The internet is a wondrous place: when I began publishing my blog “The Worlds I Long For” just a year ago I wanted to meet and exchange ideas with other green writers concerned for our beloved planet. As I got in touch with activists, technologists, futurists and seekers of ways to adapt to and mitigate climate change, I become acquainted with two women in particular who are especially well-versed in environmental writing and who have encouraged me on my quest.
Claude Forthomme, who has retired from the United Nations where she was Regional Representative for Europe and Central Asia and writes green fiction (as Claude Nougat), introduced me to the brave new world of Cli-Fi and Solarpunk and invited me to write an article about “Coming Together on Climate Change,” for the international internet magazine Impakter.
Mary Woodbury is a Canadian green writer and publisher whose Eco-Fiction site and Google newsgroup Ecology in Literature and the Arts are at the very hub of environmental writing. She introduced me to the concept of the Anthropocene, the Arcadian genre, and a whole community of nature writers, green novelists, and environmental innovators. Recently, she interviewed me about my Infinite Games eco-fiction series. Here is a part of our interview (you can go here for the whole thing.)

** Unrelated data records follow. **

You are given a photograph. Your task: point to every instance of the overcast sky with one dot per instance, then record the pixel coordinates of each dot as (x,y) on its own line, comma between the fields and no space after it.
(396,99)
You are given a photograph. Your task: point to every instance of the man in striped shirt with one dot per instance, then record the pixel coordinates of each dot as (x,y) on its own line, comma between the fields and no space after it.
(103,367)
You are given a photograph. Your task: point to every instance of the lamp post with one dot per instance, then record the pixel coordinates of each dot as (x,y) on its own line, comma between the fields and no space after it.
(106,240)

Mary: You are currently writing Infinite Games, of which the first two books are out: The Marshlanders and Fly Out of Darkness. When I began reading this series, I felt like I’d met an old friend with a story set in a type of pastoral world. The main character, who starts out young and grows older throughout the series, is a strong female who, when young, reminds me of my childhood heroes such as Scout Finch (To Kill a Mockingbird) or Anne Shirley (of Green Gables) or Juana Maria (Island of the Blue Dolphins). Finding such a heroine felt comforting. She is imaginative, strong, playful, and loyal. How did you invent this character?
Annis: About Clare–she is almost entirely autobiographical. All that playfulness and perpetual motion, eagerness to be loved amid plunges into nightmares and gloom, are based on my childhood as a cheerful little soul growing up in a cold and distant family. With maturity, I realized that historical gender norms had crippled my mother’s psyche. My understanding and forgiveness led me to develop Margaret as an affectionate and loving mother who pretends to reject Clare on order to save her from persecution as a healer’s daughter.
Mary: Well, thank you for creating the wonderful, adventurous Clare.